A criatura respirava a modos profundos, gastava muito oxigênio de cada vez, só podia ser grande. No chão, a sombra da evidência: a criatura era enorme. O compadre, ainda tonto, afastou-se da árvore, posicionando-se bem no centro da encruzilhada. Continuava com a sensação do bafo arfante no pescoço mas, virando-se, nada vislumbrava. No chão, quase em relevo, a sombra mantinha-se. Que criatura se expressa assim, a metades de consistência?
Fechou os olhos por segundos. Antes de os abrir, sentiu o primeiro cheiro. Quase se absteve de voltar a espreitar a realidade. O cheiro: um misto de cavalo, terra, avestruz... ou, simplesmente, o suor de um antílope. Abriu os olhos: o monstro enorme abriu a boca fétida. Urrou, expansivamente.
Mas!, diz que o susto é uma construção interna, carecendo de pressupostos. E o compadre não estava munido deles. A criatura estremeceu. Urrou expansivamente, como foi dito, bem junto à face neutra do compadre. E urrou renovadamente. O segundo cheiro chegou, vindo da boca: mistelas antiquíssimas, ervas raras, penas de pato, vinho e lama.
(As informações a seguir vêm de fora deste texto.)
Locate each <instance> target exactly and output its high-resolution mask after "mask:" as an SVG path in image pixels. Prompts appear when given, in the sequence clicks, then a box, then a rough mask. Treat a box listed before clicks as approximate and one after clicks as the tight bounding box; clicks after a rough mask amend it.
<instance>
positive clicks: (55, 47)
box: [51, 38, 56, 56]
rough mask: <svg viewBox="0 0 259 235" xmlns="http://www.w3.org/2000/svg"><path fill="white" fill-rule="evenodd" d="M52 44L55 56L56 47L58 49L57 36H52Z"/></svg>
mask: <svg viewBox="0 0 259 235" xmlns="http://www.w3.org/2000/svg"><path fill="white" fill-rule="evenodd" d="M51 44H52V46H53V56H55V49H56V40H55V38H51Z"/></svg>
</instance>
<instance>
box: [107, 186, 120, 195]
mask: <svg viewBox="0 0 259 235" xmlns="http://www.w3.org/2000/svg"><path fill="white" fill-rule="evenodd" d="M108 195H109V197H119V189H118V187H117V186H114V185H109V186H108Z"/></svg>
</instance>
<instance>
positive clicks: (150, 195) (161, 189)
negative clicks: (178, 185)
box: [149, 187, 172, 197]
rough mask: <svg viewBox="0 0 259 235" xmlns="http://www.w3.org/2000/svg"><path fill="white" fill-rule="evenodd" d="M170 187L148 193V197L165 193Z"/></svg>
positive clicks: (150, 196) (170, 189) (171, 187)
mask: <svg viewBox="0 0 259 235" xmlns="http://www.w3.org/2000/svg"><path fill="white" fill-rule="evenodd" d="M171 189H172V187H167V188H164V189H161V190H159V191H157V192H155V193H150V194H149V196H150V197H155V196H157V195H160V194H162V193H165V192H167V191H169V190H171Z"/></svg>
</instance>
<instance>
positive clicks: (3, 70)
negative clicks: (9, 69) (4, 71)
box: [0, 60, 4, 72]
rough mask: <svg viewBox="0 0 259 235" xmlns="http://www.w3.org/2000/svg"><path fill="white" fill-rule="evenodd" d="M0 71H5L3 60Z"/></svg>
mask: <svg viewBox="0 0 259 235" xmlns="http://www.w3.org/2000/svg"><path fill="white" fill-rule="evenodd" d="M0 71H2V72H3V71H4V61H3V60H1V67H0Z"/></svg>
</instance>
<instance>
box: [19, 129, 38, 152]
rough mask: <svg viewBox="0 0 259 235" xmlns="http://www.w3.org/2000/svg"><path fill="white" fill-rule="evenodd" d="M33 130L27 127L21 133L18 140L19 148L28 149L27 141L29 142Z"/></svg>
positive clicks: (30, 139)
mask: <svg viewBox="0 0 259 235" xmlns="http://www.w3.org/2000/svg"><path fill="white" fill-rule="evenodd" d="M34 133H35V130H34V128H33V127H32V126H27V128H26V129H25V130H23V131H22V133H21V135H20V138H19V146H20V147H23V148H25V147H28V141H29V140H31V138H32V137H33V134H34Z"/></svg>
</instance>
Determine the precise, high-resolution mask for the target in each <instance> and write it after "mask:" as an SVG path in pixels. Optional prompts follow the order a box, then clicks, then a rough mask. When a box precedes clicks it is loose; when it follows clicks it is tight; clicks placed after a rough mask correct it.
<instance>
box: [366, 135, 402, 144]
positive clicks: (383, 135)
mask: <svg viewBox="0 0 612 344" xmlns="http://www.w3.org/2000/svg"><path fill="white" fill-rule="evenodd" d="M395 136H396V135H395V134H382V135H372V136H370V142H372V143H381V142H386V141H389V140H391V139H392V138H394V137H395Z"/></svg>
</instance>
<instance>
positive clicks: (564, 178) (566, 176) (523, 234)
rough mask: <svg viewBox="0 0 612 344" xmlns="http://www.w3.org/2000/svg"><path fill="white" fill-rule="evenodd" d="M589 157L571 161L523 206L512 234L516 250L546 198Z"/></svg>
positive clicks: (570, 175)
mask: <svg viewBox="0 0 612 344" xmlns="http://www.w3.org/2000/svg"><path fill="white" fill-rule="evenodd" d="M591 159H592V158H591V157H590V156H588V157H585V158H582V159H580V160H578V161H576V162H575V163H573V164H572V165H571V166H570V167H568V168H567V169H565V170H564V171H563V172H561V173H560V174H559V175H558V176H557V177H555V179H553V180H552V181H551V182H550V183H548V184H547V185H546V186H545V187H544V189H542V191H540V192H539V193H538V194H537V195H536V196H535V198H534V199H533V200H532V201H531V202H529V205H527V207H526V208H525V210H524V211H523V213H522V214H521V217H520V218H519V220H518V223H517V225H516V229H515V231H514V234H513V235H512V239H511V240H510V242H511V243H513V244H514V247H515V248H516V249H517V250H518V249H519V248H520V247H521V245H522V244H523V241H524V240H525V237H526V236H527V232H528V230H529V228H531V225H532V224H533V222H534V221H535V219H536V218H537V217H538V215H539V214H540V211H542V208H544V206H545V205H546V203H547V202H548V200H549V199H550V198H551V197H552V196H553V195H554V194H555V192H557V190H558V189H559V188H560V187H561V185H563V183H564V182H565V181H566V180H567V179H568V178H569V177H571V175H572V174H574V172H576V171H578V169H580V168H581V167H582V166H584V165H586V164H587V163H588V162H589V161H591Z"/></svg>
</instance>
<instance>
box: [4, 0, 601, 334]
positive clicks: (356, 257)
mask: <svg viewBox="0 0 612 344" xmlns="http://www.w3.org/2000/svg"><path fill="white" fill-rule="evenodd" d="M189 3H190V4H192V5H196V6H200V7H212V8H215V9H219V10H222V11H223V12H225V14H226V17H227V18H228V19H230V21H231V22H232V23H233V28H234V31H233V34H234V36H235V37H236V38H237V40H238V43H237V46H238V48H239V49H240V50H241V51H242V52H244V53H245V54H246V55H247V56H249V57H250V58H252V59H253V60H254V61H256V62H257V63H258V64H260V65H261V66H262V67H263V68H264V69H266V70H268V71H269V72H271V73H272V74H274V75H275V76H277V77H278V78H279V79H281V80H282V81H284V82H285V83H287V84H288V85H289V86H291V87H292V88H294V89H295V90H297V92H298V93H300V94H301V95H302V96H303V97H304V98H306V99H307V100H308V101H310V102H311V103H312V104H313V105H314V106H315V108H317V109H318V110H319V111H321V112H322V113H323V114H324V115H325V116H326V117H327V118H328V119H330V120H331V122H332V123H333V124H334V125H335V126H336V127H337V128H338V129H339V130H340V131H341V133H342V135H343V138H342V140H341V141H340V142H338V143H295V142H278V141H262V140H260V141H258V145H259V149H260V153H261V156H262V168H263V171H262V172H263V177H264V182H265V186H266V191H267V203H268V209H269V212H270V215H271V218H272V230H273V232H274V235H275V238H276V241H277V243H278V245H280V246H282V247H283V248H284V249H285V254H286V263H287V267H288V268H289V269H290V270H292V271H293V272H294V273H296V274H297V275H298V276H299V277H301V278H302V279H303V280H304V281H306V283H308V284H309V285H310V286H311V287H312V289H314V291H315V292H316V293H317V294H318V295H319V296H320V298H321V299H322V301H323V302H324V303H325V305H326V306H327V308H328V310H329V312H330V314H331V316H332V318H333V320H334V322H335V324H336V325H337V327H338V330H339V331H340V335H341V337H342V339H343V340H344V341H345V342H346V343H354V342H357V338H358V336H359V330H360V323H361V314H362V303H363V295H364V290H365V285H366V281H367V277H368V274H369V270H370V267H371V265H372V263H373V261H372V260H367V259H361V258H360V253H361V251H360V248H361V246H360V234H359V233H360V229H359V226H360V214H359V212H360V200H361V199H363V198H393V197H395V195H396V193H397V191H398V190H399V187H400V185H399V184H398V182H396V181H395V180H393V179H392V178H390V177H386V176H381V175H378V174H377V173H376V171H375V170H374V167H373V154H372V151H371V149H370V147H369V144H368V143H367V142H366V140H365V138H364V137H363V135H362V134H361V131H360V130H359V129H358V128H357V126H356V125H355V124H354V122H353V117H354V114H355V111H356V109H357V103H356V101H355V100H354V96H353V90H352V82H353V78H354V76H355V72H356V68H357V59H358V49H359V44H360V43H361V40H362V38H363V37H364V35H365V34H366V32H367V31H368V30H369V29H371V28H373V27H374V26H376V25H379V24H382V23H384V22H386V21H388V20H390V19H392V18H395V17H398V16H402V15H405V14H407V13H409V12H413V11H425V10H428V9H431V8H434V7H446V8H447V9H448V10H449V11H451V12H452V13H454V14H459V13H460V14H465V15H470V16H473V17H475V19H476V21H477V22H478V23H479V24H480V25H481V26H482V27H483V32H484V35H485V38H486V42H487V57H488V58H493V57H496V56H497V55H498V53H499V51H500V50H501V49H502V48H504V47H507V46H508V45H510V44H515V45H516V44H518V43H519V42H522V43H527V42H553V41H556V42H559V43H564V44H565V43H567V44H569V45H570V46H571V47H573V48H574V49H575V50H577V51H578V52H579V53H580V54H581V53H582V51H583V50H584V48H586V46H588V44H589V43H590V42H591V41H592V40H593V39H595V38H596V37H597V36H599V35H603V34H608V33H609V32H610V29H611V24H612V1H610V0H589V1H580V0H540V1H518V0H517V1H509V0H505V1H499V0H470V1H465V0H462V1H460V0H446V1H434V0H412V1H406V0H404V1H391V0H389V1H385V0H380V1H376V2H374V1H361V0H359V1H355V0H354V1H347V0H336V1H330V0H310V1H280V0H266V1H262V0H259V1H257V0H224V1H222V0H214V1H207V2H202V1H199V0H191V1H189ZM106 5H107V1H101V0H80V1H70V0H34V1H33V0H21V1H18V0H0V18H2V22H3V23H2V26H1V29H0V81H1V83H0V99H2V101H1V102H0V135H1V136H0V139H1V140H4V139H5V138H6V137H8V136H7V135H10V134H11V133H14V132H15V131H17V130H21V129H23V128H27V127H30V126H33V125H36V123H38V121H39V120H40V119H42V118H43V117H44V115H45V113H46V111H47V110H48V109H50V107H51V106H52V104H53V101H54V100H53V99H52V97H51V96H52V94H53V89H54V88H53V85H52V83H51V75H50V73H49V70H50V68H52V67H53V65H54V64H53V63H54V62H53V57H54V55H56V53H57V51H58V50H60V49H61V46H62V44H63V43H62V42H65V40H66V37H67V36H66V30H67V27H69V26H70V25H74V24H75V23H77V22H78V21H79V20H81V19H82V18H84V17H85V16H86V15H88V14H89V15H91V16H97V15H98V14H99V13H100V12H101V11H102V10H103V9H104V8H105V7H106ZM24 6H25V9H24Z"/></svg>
E, espante-se, o compadre sorriu.
A criatura quase entrou em pranto. Uma timidez repentina invadiu-a. O compadre não dispunha de condições para o devido susto. Aliás, o compadre sorriu, ele sim, desabando numa enorme gargalhada, ecoada nos mistérios daquela encruzilhada. Olhou para cima, para o cimo da criatura. Cambaleante, falou assim:
Calma, compadre!, calma. Não fique assim... É só uma aposta!